Switching to a Different Perspective
All I could do at that point was to switch gears and begin trying to look at everything from a different perspective. As a dear friend says, “Women are strong. We can always do what needs to be done.” Although I had been putting off renewing my Auto Club membership, I called them up and renewed over the phone. I asked them to please send a fellow with jumper cables to get my car started. Normally, these things take forever, but ten minutes later, he arrived. Unfortunately, he pronounced my battery completely dead. But he had a battery (with a three-year replacement warranty) that would fit my car tucked away in his van and he would install it for me. The entire thing took less than fifteen minutes and only cost me $114.00, less than a trip to a mechanic.

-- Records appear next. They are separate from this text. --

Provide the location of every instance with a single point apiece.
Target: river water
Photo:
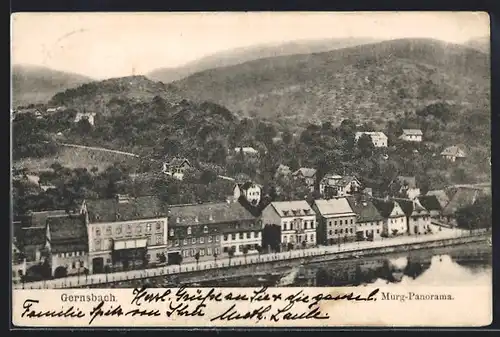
(457, 265)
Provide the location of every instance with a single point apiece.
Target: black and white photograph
(261, 150)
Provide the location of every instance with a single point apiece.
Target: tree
(365, 145)
(197, 258)
(230, 253)
(245, 252)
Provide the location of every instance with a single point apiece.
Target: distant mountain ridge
(245, 54)
(367, 81)
(36, 84)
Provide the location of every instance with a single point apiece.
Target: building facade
(336, 221)
(296, 221)
(211, 230)
(125, 232)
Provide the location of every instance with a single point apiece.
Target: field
(76, 157)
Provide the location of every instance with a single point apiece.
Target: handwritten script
(218, 305)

I suddenly remembered that my step mom, Sandy, and brother Tommy had sent me a Christmas card with $100 in it, so the battery was, in essence, already paid for before I even had to replace it. That was a minor miracle. And, honestly, as a single woman whose car has over 100,000 miles on it, I need to belong to the Auto Club. It’s just common sense, a safety issue. As for the battery, it was the original one that came with the car and I think I’d been keeping it going with magic and prayers to Asphalta, the Automotive Goddess, so I needed to get a new one anyhow before it died on me someplace really inconvenient.

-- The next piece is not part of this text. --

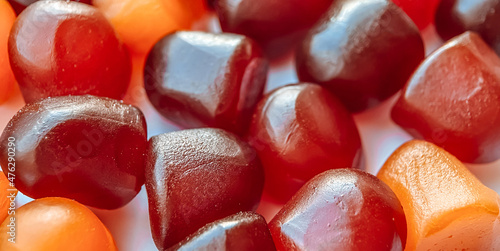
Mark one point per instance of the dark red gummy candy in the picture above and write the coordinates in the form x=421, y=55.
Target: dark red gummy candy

It will be tight, but I will be able to afford my health insurance payment this month and the ENT doctor’s down payment on Monday. There are some other funds out there in the bush, and I know that money will come in on time, when I really need it.
But the point is, it’s always like this. A challenge arises. I begin to worry. I swallow my tongue and spin counter clockwise 360. But why put myself through that? Help always comes. Where did we learn to worry in the first place? Is this some kind of cultural dysfunction, something we ingested with the idea of Original Sin?
A poet once said something like the following: We are beheld, beloved, and always cared for. And we are.
It takes practicing greater courage, faith, surrender, and imagination, but I’m making progress. I’m even starting to feel a little silly when I worry, knowing how self-indulgent it is because I truly have caught a glimpse of that magnificent Universe out there, which is 100 percent on our side and just waiting to help us. Lately, I’ve even been making it part of my practice when a challenge arrives in my life to say, “Thank you, God, for giving me one more chance to witness how much you love me and how you will always take care of me.”
There is always enough of everything we need. We have armies fighting on our side, both human and supernatural. You can relax now. Peace be still.